L’édition 2018 de la grande fête chal­len­soise, la qua­trième, a pour point d’orgue le spec­ta­cle «Sol­stices». Joué tous les soirs en plein air devant des mil­liers de spec­ta­teurs, il met en scène près de 400 fig­u­rants, 200 chanteurs, 60 musi­ciens et quelques comédiens.

Le pain ou l’or?

Que racon­te «Sol­stices»? Dans un moyenâgeux passé, les habi­tants d’Echallens ont faim. Telle­ment faim qu’ils man­gent leurs mulets – c’est de là que leur viendrait leur sobri­quet offi­ciel de Rondze-Mulets, de rongeurs de mulets. Ils subis­sent la tyran­nie d’un méchant seigneur, sont dés­espérés. Trois courageux per­son­nages – deux femmes et un homme – par­tent à la recherche d’un tré­sor qui va résoudre tous les problèmes.

Leur quête sera pleine de péripéties et de ren­con­tres inso­lites. A la fin, ils doivent choisir entre des cof­fres rem­plis d’or ou la recette du pain. Ils choi­sis­sent bien évide­ment le pain, délais­sent l’or et revi­en­nent chez eux en héros. Tout le monde chante, danse, se réjouit, c’est mer­veilleux. Et les spec­ta­teurs se lèvent pour applaudir cette ode aux valeurs «naturelles», ce mag­nifique renon­ce­ment à la triv­i­al­ité de l’or.

Mon voisin de rangée, qui a bien com­pris de quoi il s’agit, mur­mur­era, un peu décon­fit: «Mais, c’est une his­toire gauchiste…»
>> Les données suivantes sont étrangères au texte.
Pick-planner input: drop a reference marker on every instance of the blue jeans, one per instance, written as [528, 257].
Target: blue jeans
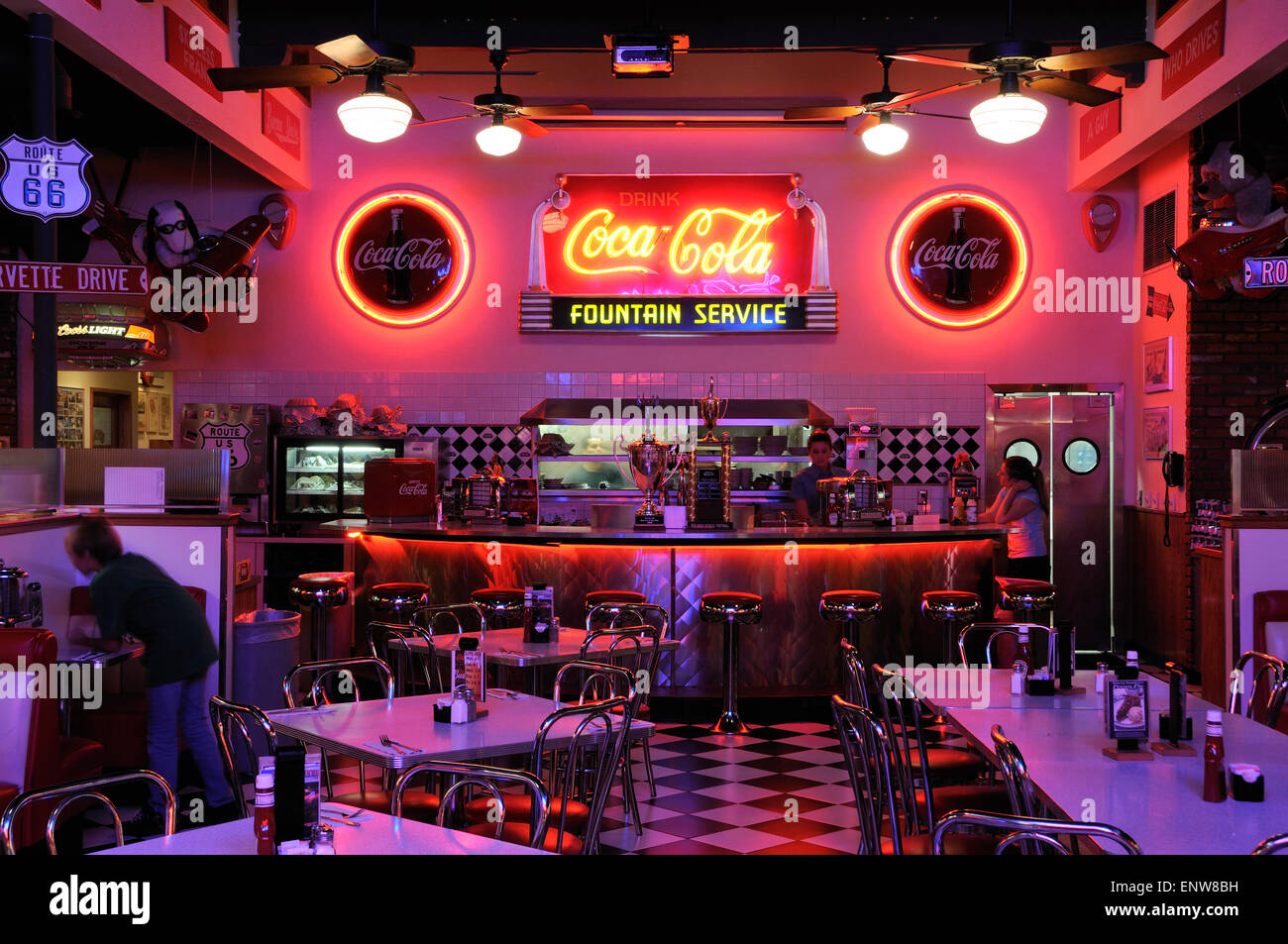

Ce qui est cer­tain, c’est que cette his­toire est l’exact con­traire de celle que vivent les Chal­len­sois. En 2018, c’est l’argent des pro­mo­teurs qui a été choisi et priv­ilégié, et le pain, la majorité des gens en a per­du la recette et l’achète au super­marché, sous sa forme industrielle.

A Echal­lens, le mot «blé» doit aujour­d’hui être com­pris dans son accep­tion argo­tique, pas comme une céréale.

Voilà une idée pour les futurs con­cep­teurs de la fête, dans dix ans.